Mystery of the Vanishing Foam



Mystery of the Vanishing Foam
A lab developed a new type of foam mattress. Samples were shipped to a customer, but upon arrival the foam had disappeared. What happened?
Mysteries of Science

Transcript


This case begins at a chemical plant where many raw materials were made for other industries. One of these materials was urethane foam, a self-foaming plastic.

The polyurethane reaction generates gas as the polymer forms, producing the foam. The foamed plastic is used mainly in beds and furniture. This plant offered additional services making up formulas, producing customer samples and sending data on the properties. The lab was working on developing a very foamy mattress for one customer.

The formula was sent and big slabs were poured into mattress-sized boxes. The boxes were coated with a waxy release material and the box was later be stripped away leaving the foam mattress.

The mattress samples were then shipped by rail to the customer.

Two weeks later the salesman got a call from the customer. They had just received a shipment of empty boxes. What happened to the mattress samples?

Here's the rest of the story.

One chemist asked,"How hot does a boxcar get in Texas?" "At least 150 degrees F, probably closer to 200 F", was the answer. He headed for the lab and turned the oven to 175 degrees where he intended to simulate a Texas boxcar. In went a slab of the same foam.

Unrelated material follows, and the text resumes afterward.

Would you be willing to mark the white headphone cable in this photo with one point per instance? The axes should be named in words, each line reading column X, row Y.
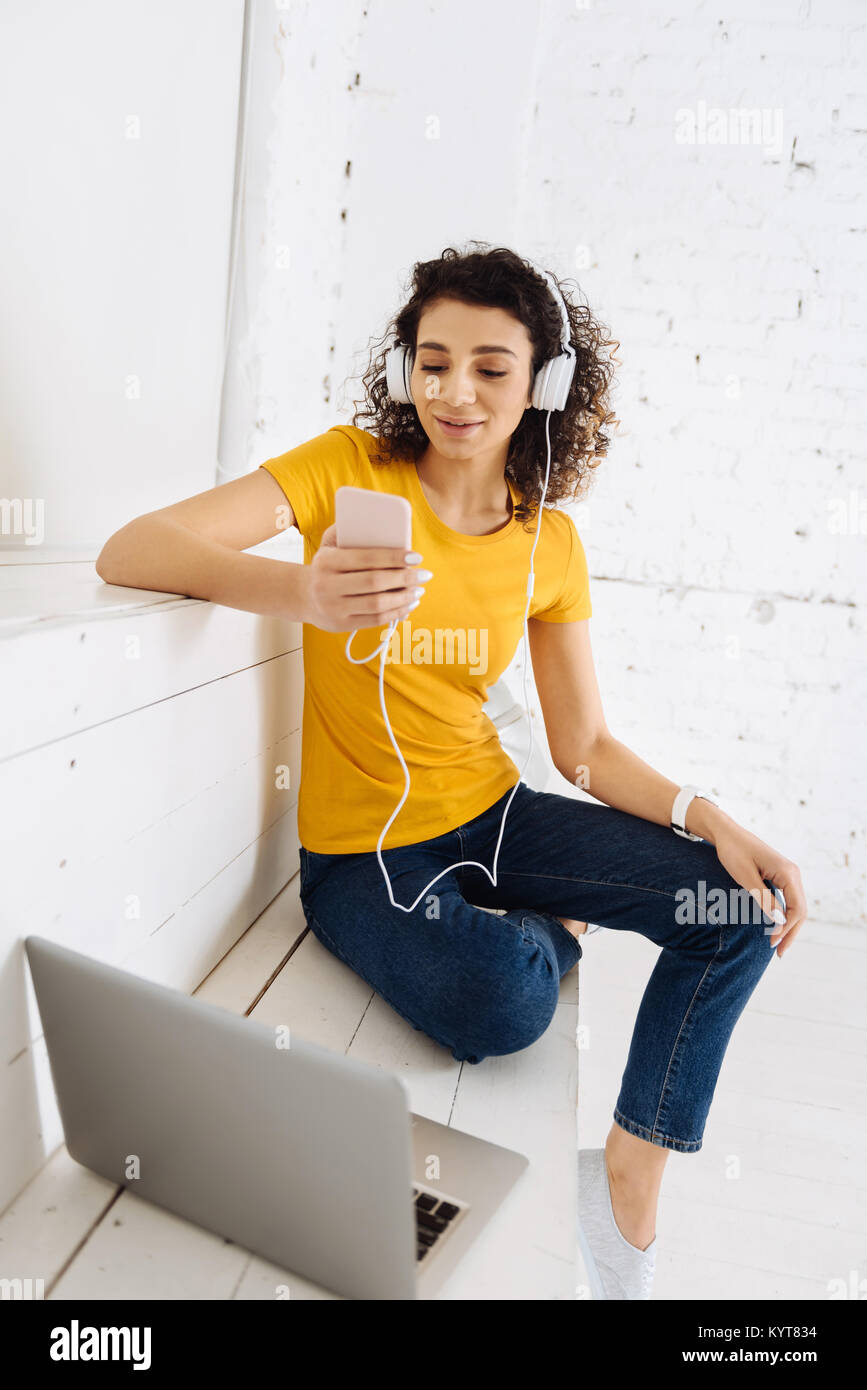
column 381, row 649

The next morning, the chemist opened the oven door and found NOTHING! Well, almost nothing. There was some powder on the oven floor. The urethane, being mostly empty space, had disintegrated under the heat, and the once-strong polymer was a now powdery product that looked like light-brown dirt.

Although the extra foamy formula appeared sound, it was thermally unstable. The Texas boxcar was not empty. There was certainly some powder on the floor and had been assumed to be the normal dirt that ends up in well-used boxcars.

Comments

Some beds are not meant to be slept in. This is proof in the making.